Generally, we look to the following factors when making such
evaluation: (1) The taxpayer’s purpose for initially acquiring
the property; (2) the purpose for which the property was
subsequently held; (3) the extent to which the taxpayer made
improvements to the property; (4) the frequency, number, and
continuity of sales; (5) the extent and nature of the taxpayer’s
efforts to sell the property; (6) the character and degree of
supervision or control exercised by the taxpayer over any
representative selling the property; (7) the extent and nature of
the transactions involved; and (8) the taxpayer’s everyday
business and the relation of realty income to total income. See
id. at 487; Neal T. Baker Enters., Inc. v. Commissioner, T.C.

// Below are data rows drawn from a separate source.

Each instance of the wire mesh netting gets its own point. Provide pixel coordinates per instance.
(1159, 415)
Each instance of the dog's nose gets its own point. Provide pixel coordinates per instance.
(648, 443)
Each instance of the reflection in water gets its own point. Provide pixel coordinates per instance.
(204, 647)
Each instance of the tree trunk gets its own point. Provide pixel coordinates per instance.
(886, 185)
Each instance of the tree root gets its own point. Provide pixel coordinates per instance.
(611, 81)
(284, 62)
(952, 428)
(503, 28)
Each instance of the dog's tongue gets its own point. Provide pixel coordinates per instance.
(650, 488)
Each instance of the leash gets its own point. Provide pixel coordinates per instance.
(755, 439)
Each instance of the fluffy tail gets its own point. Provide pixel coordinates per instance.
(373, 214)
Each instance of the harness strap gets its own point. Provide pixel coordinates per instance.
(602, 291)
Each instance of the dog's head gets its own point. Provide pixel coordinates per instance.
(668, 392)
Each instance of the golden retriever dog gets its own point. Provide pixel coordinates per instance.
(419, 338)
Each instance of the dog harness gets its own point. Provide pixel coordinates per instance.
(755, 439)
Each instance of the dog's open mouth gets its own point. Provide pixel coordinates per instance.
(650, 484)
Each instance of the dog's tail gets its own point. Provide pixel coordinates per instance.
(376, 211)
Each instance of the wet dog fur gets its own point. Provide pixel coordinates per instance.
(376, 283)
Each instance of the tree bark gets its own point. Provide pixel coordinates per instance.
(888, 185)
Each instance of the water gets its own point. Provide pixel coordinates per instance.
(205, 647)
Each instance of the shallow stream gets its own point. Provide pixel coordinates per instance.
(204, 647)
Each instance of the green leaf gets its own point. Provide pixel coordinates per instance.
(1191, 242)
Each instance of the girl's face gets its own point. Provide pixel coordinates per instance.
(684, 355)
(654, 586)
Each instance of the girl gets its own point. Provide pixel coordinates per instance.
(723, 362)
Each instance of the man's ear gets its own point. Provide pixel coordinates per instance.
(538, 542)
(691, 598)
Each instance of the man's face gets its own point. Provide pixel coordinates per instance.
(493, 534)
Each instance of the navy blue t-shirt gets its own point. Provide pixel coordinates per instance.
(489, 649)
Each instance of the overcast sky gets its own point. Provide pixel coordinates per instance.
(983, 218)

Memo. 1998-302; Nadeau v. Commissioner, T.C. Memo 1996-427;
Tollis v. Commissioner, T.C. Memo. 1993-63, affd. without
published opinion 46 F.3d 1132 (6th Cir. 1995). Although no
single factor is determinative, the combination of several
factors supporting a particular result is sufficient for us to
decide whether a taxpayer held property for sale to customers in
the ordinary course of a trade or business. See Cottle v.
Commissioner, supra at 488.
4 We may, however, consider earlier events to decide what
the taxpayer’s purpose was at the time of the sale. See Cottle
v. Commissioner, 89 T.C. 467, 487 (1987).